Die Migrationsgeschichte, um die es in diesem Kolloquiumsvortrag gehen soll, beginnt mit dem Müllersohn und Bäckergesellen August Sanft aus Pyritz in Pommern, der Mitte des 19. Jahrhunderts Deutschland verließ. Über die Goldfelder Kaliforniens und Queenslands erreichte er um 1860 die Tonga-Inseln, gelockt von der Aussicht, im boomenden Geschäft mit dem Kokosnussprodukt Kopra mehr finanziellen Erfolg zu haben als im ungewissen Schürfen nach Nuggets. Seine Hoffnungen erfüllten sich. Er kehrte als steinreicher Mann in seine Heimatstadt Pyritz zurück. Schon von den Inseln hatte er in Briefen von den guten Verdienstmöglichkeiten berichtet, die sich in der Südsee boten. Nun konnte er noch anschaulicher und eindrücklicher davon erzählen.

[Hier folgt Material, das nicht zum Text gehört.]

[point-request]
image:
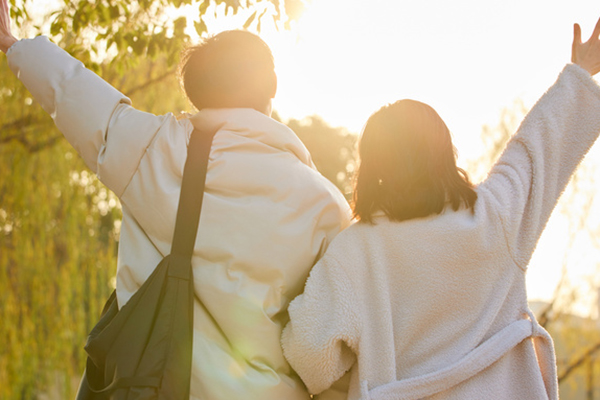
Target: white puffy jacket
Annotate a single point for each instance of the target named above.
(267, 216)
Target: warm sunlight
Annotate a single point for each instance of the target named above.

Insgesamt ließen sich nach und nach über zwei bis drei Jahrzehnte 18 Personen ermuntern, wie er und dann seine Nachfolger ihr Glück auf der anderen Seite des Erdballs zu suchen. Es handelte sich um 16 Männer und zwei Frauen, fast alle aus Pyritz und fast alle Verwandte von August Sanft. Von den Männern kehrten nur zwei nach Deutschland zurück, die anderen heirateten Tonganerinnen. Aus der Handvoll Menschen, die einst aus Pyritz nach Polynesien gekommen war, wurde schnell eine große Gruppe, die heute auf viele Tausend Köpfe angewachsen ist. Eine Reihe von Nachfahren lebt weiterhin auf Tonga, ganz wenige kehrten nach Deutschland zurück, etliche siedelten auf anderen pazifischen Inseln und nach Australien über, viele ließen sich in Neuseeland und den USA nieder. Familiäre Kettenwanderung machte aus der kleinen Pyritzer Kerngruppe eine globale Diasporagemeinschaft, die sich von einem Ort aus zerstreute, sich über die Generationen in eine Reihe von Residenzgesellschaften zu integrieren suchte, verschiedenste kulturelle Merkmale annahm, aber auch überlieferte Traditionen pflegte, untereinander Kontakt hielt und den Rückbezug nach Pyritz und Deutschland wahrte.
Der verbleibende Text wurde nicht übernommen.